Other sportsbooks with ties to Canada include PointsBet, theScore Bet, BetMGM, Hard Rock and Caesars.

PointsBet appointed Scott Vanderwel, another former Rogers executive, as the CEO of PointsBet Canada. PointsBet also has a deal with Curling Canada.

Penn National Gaming announced theScore Bet had secured a Gaming Laboratories International GLI-33 certification for its sports betting and iGaming app. Getting a GLI-33 meets one of the requirements necessary to become an official online sports betting and iGaming operator in Ontario.

BetMGM has plans to build a large casino in Calgary, Alberta.

Hard Rock is a Canadian Gaming Association (CGA) member and owns casinos in Vancouver and Ottawa.

Caesars is also a member of the CGA and owns a casino in Windsor, Ontario.

These are just some of the more well-known sportsbooks with ties to Canada who you can expect to go live in the country.

Potential with New Operators

Betting options in Canada become limitless when the private vendors go live with their sportsbooks. Residents would shop lines across numerous books, place their same-game parlays and explore the player prop market.

Any combination of the words “FanDuel” or “DraftKings” paired with “Canada” in Twitter’s search function brings up numerous Canadians stating their wishes the popular sportsbooks would become available in their country. As it stands, they can only look enviously at the North American states that feature these types of betting options.

Those looking for higher limits in Canada can also be restricted. Currently, the WCLC has a $100 betting limit on its sportsbook. FanDuel, DraftKings and others allow players to wager more than that if they wish to do so. Having that freedom is another luxury Canadians don’t have with a limited sports betting market.

Expanded sports betting options have the potential to make Canada one of the largest markets in North America. Analysts at the Gambling Compliance Company, VIXIO, project an online Ontario sports betting market that could generate gross revenues of $989 million in its first year of opening before growing to $1.86 billion by 2026. This would make Ontario one of the largest online gambling markets in North America, along with New Jersey, Pennsylvania and Michigan.

Provinces are preparing to introduce private vendors in 2022. Alberta Gaming, Liquor and Cannabis (AGLC) has begun accepting bids from vendors looking to enter the province’s sports betting market. AGLC is hoping to establish retail and online sports wagering options for 2022.

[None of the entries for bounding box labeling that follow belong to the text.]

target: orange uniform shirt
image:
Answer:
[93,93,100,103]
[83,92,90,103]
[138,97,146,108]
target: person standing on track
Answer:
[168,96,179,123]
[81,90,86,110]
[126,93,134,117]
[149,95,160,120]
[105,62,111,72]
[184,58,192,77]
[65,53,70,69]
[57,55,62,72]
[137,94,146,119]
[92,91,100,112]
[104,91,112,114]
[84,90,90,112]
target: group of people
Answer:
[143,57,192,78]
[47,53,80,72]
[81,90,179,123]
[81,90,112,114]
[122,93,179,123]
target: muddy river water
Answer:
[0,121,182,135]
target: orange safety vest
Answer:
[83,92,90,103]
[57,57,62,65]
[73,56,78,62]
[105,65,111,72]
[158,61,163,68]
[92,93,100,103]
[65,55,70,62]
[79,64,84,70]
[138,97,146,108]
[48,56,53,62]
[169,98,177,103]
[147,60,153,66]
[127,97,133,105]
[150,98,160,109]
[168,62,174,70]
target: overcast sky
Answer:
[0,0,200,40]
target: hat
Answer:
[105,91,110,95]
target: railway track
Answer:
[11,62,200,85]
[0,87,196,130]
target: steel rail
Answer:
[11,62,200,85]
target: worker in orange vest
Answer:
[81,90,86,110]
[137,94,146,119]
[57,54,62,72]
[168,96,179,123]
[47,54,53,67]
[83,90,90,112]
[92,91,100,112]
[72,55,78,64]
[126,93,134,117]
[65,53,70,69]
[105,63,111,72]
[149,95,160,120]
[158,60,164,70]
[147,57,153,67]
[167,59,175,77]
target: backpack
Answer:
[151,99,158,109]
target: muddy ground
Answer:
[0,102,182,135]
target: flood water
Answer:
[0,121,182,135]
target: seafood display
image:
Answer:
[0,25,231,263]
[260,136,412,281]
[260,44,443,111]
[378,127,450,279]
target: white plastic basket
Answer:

The proposal process for vendors will end Jan. 31, 2022. Successful applications will be announced once they are awarded.

“Opening the bid process for retail sports betting in Alberta is another exciting step for sports fans in the province,” said Kandice Machado, President and CEO of the AGLC. “AGLC is proud to facilitate this next step that will involve the existing casino and racing entertainment centre industry while working with Alberta’s major professional sports teams. Continuing this work is an important step in offering consumers convenience and choice in their gambling entertainment options.”